A limitation of this study is that it was not powered for PFS or OS because of sample size limitations and because all follow-up ended when the last patient enrolled had reached week 24. Despite these limitations, a trend was seen for improved PFS in the LEN24 arm compared to the LEN18 arm. This study was also limited because patients generally had good performance status and were in better overall health than some patients with RR-DTC seen in clinical practice.

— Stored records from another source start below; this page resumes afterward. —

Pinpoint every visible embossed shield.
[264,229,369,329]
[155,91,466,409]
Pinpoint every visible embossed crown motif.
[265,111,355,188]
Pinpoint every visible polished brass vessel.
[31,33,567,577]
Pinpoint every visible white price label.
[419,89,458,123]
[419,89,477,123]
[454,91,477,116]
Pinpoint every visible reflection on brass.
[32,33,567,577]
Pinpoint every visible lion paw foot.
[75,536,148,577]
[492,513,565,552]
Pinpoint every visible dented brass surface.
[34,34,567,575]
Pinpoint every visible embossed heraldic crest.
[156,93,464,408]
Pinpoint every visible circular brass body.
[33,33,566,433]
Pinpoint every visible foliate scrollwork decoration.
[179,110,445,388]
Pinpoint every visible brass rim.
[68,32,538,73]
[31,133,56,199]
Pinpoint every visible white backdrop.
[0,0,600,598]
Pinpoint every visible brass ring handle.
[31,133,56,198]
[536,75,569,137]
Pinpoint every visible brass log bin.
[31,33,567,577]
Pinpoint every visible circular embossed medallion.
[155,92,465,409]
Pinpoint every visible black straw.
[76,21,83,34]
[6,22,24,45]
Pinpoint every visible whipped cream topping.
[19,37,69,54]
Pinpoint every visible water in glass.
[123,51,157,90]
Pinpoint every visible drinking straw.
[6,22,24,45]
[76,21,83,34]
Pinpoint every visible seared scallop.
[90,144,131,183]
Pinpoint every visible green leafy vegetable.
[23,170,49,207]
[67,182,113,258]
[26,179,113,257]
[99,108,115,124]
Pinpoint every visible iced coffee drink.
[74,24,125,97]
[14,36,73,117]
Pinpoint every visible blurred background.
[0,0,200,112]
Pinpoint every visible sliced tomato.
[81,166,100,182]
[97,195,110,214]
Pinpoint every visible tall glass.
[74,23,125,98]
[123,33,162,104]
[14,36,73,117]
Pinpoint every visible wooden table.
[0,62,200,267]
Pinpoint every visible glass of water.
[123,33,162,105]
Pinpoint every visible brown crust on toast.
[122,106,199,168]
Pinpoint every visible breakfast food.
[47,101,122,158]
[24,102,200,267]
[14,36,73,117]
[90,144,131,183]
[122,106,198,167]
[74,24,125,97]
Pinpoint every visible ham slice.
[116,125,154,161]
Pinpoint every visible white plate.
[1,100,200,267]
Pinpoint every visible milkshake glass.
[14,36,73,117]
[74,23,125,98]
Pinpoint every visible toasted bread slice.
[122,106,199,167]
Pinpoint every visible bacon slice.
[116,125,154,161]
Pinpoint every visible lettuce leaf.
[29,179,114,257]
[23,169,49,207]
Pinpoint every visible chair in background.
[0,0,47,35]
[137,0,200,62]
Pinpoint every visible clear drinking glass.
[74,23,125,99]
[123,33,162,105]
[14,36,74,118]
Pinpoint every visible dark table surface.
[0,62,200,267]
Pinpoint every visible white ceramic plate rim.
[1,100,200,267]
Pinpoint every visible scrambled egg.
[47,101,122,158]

For optimal management, patients should be monitored closely and frequently after initiation of treatment.

Additionally, although patients in this study were not stratified by prior VEGF-targeted therapy and there were more patients who had received prior VEGF-targeted therapy in the LEN18 arm (32.5%) compared to the LEN24 arm (18.7%), a subgroup analysis indicated that LEN24 may result in improved ORR irrespective of prior VEGF-targeted treatment, although this did not reach statistical significance (Fig. 2).

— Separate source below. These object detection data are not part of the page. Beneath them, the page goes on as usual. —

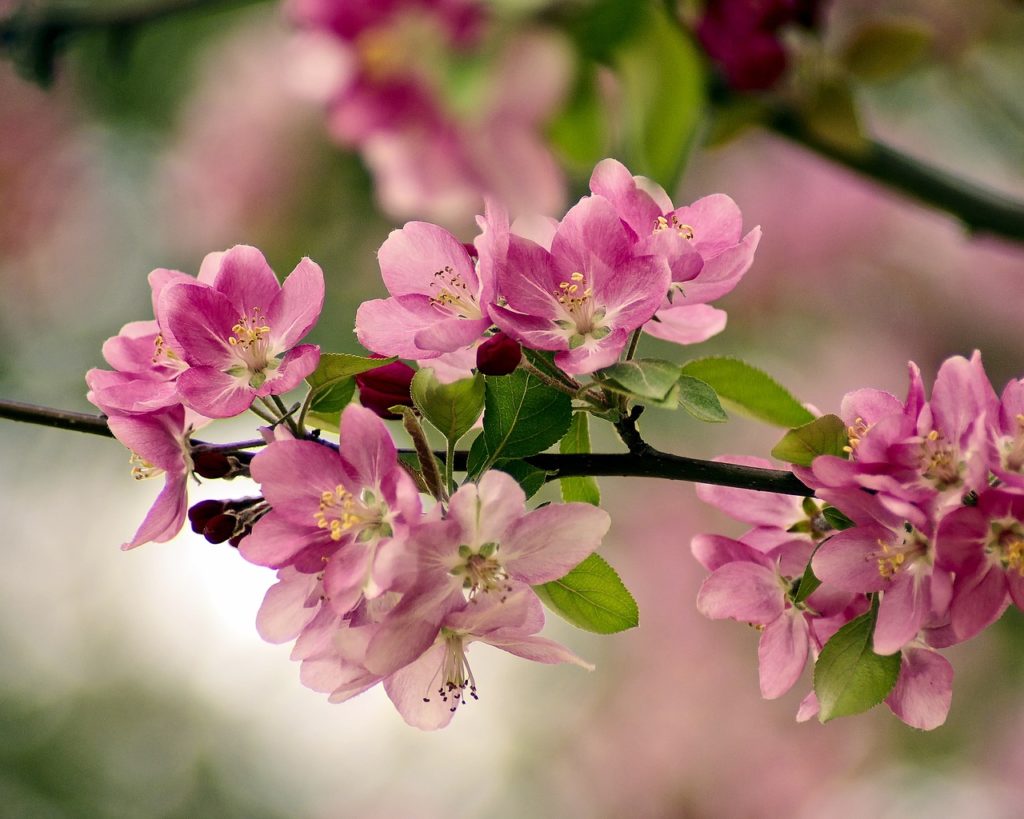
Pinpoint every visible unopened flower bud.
[476,333,522,376]
[193,451,236,478]
[203,512,238,544]
[355,361,416,421]
[188,501,224,534]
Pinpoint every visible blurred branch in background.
[768,104,1024,242]
[0,0,266,86]
[0,399,811,495]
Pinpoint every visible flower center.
[430,264,483,318]
[921,429,963,491]
[874,523,929,579]
[313,484,392,541]
[128,452,164,480]
[552,270,611,341]
[450,543,512,601]
[652,213,694,241]
[227,307,270,350]
[423,629,479,712]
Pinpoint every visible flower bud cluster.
[356,160,761,379]
[692,352,1024,729]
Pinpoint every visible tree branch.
[0,398,813,495]
[768,104,1024,242]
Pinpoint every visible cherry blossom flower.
[240,404,421,613]
[384,585,594,731]
[158,245,324,418]
[106,405,199,549]
[490,196,670,375]
[590,159,761,344]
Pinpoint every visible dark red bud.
[203,514,238,544]
[355,361,416,421]
[193,451,234,478]
[188,501,224,534]
[476,333,522,376]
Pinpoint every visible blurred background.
[0,0,1024,819]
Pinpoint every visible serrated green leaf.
[801,78,870,154]
[842,18,935,83]
[594,358,679,401]
[821,506,857,531]
[771,415,850,467]
[410,368,483,444]
[468,370,572,477]
[613,3,706,190]
[682,356,814,427]
[494,460,548,500]
[534,553,640,634]
[306,352,397,413]
[679,376,729,424]
[558,413,601,506]
[814,607,900,723]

Determining the correct starting dose for cancer treatment is challenging because of the balance between maximizing efficacy while minimizing toxicity. Historically in oncology, higher dose intensity is thought to be associated with better outcomes. With development of newer targeted treatments and immunotherapies where maximum tolerated doses may greatly exceed complete inhibition of biologic targets, it has been suggested that dosing should be continually evaluated throughout drug development and that doses lower than the maximum tolerated dose should be considered (22). Across oncology, use of objective nonbiased data has been relied on as the cornerstone of optimal therapy for cancer patients. Because patients seen in clinical practice do not need to meet inclusion or exclusion criteria required of patients included in clinical trials, patients in practice often begin treatment with differences in baseline health. Application of the clinical data always relies on physician discretion to compare the patient characteristics against the population studied in a clinical trial and make adjustments where appropriate. While patients may have preferences for particular anticancer medications or doses, these are not commonly taken into consideration in oncology practices. Clinicians need to make dosing decisions based on the health and needs of their patients. However, because the choice of starting dose is subject to prescriber bias, clear, unbiased data are needed. Thus, our goal in conducting this study in a randomized, blinded fashion was to remove both physician and patient bias from the choice of starting dose of lenvatinib. The results of this study indicate that starting patients at 24 mg/day, with dose reductions as early and as frequently as necessary, is important for optimizing lenvatinib treatment. Specifically, the findings from this study support the use of the approved starting dose of lenvatinib 24 mg/day in patients with RR-DTC, with dose adjustments as tolerated, to obtain maximum clinical benefit.